Green Party councillors on Bath and North East Somerset Council are calling on the administration to take urgent action to address the chronic lack of Civil Enforcement Officers (CEOs) in the city, particularly in the east of Bath, where Residents’ Parking Zones (RPZs) are routinely undermined by insufficient enforcement.
At a recent public meeting in Larkhall, the message from residents was clear: without enough officers on the ground, RPZs are little more than lines on a map. Areas such as Lambridge and Fairfield Park are frequently left without coverage, while central Bath continues to receive regular patrols. The result is blocked bus routes, unsafe streets, and residents unable to park near their homes.
“B&NES says it’s committed to cleaner, safer neighbourhoods and to making sustainable transport work,” commented Green Councillor Saskia Heijltjes, “But when there’s no one to enforce the rules, it’s all just talk.”
The BaNES Green Group is calling attention to the council’s low pay for CEOs — currently advertised between £13.26 and £13.47 per hour — a wage that does not reflect the demands or importance of the role.
“This is a physically demanding job that often involves confrontation and working in all weather,” the spokesperson continued. “If the council is benefitting from high parking revenue, it should reinvest in the very workers who make that possible”, added Green Group Leader Councillor Joanna Wright.

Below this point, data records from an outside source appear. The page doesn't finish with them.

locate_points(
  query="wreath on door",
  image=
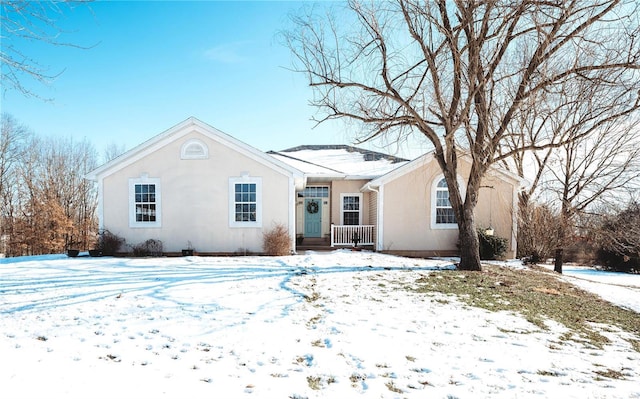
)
(312, 207)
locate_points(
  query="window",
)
(245, 202)
(442, 214)
(194, 149)
(144, 202)
(317, 192)
(444, 211)
(351, 209)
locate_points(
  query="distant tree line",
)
(47, 204)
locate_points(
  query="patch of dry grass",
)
(538, 295)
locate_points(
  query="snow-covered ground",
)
(318, 325)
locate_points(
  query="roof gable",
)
(183, 128)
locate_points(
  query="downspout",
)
(379, 214)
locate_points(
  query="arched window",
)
(442, 214)
(194, 149)
(444, 210)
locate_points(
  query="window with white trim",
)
(442, 213)
(444, 210)
(144, 202)
(351, 209)
(245, 202)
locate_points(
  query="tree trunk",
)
(558, 262)
(469, 246)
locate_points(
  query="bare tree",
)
(458, 72)
(47, 205)
(590, 171)
(13, 141)
(592, 153)
(26, 21)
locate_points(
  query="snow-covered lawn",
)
(331, 325)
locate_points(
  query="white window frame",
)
(132, 202)
(232, 201)
(434, 200)
(342, 197)
(193, 143)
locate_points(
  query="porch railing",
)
(345, 235)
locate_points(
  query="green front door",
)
(312, 217)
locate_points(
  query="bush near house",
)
(618, 240)
(109, 244)
(277, 242)
(491, 246)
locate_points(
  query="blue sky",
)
(151, 64)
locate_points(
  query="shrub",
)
(618, 240)
(108, 243)
(150, 247)
(491, 246)
(277, 242)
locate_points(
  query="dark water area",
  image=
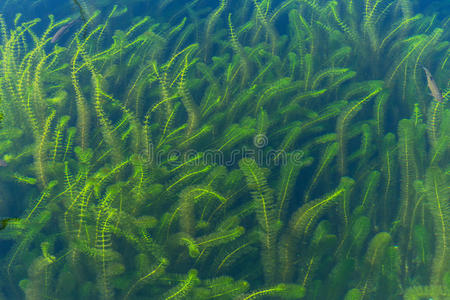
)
(227, 149)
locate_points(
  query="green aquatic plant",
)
(217, 151)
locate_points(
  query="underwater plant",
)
(227, 150)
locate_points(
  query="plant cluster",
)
(227, 150)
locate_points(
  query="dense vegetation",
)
(227, 150)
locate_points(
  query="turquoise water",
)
(238, 149)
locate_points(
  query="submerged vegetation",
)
(227, 150)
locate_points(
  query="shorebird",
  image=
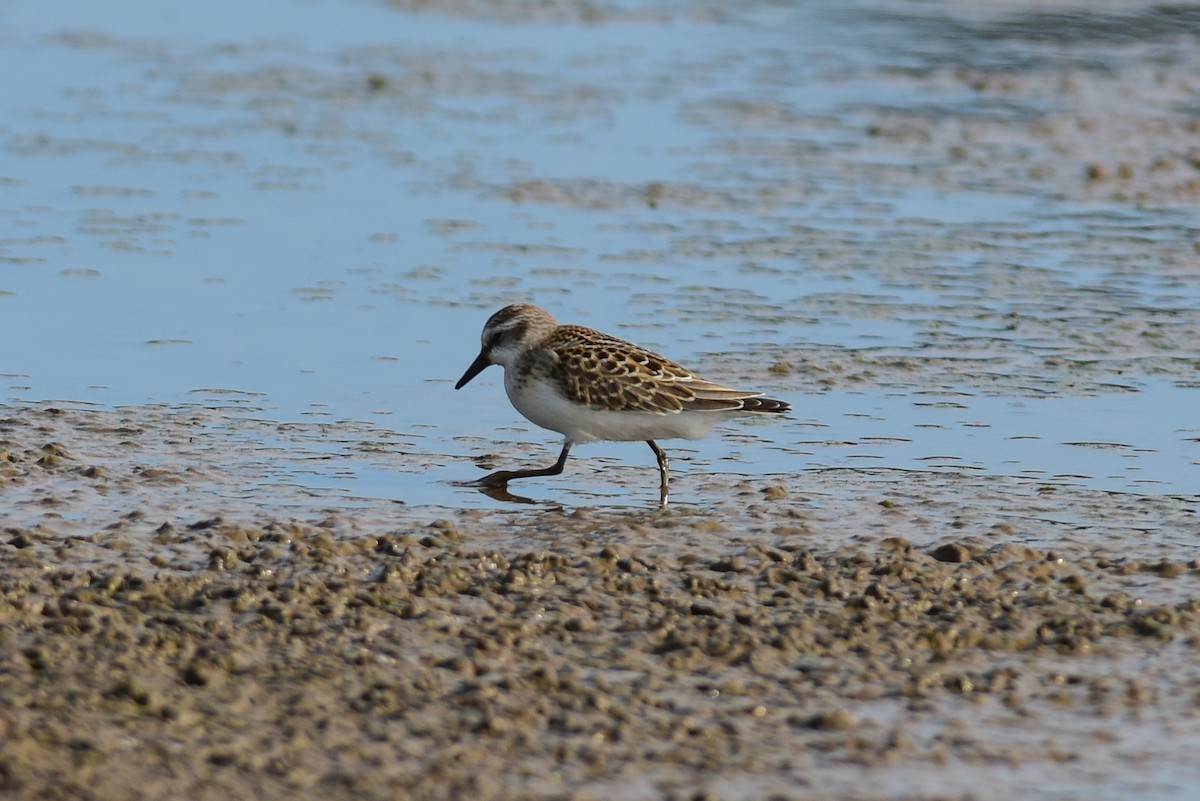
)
(591, 386)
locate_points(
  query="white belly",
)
(543, 405)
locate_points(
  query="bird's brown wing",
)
(603, 372)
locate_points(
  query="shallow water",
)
(315, 215)
(268, 236)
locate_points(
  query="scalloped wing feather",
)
(606, 373)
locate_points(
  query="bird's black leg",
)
(501, 477)
(664, 470)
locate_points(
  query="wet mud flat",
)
(786, 650)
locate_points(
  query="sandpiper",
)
(592, 386)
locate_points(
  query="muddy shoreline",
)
(574, 656)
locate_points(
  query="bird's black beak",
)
(475, 368)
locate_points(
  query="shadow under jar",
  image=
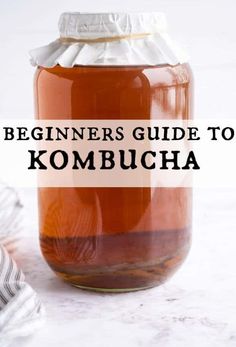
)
(114, 239)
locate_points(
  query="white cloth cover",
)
(154, 49)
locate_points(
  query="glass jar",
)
(113, 239)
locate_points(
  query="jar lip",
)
(98, 25)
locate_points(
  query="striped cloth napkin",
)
(21, 312)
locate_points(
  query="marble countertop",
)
(196, 307)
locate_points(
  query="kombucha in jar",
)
(113, 238)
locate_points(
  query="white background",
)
(197, 307)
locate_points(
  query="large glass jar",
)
(113, 239)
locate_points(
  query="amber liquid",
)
(114, 238)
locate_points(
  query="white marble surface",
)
(196, 307)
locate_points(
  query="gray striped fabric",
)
(21, 312)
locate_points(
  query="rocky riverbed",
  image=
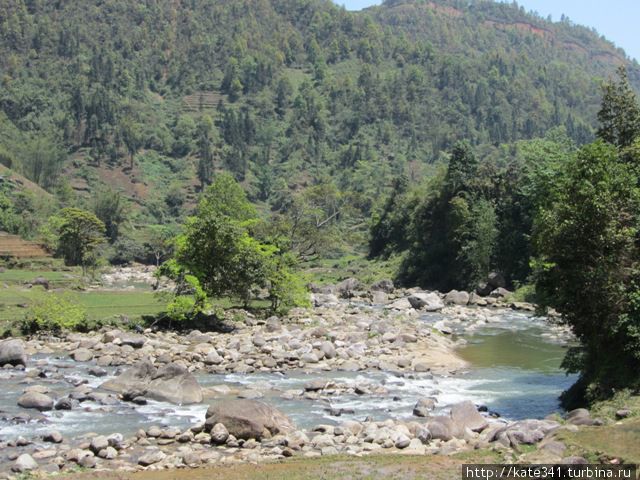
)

Local businesses are also feeling the impact. In areas where short-stay bays are abused, customers can’t park, and traders lose vital footfall.
The BaNES Green Group is urging the council to:
- Increase pay rates for CEOs to ensure recruitment and retention
- Provide consistent enforcement across all RPZs, not just the city centre
Invest parking revenues back into frontline enforcement staff
Honour commitments to sustainable travel by ensuring bus routes are protected
Cllr Wright concludes, “Residents are tired of empty promises. If we’re serious about RPZs, protecting public transport, and supporting local shops, then we must put officers on the streets and pay them fairly. Otherwise, we’re not managing a system — we’re just managing its decline.”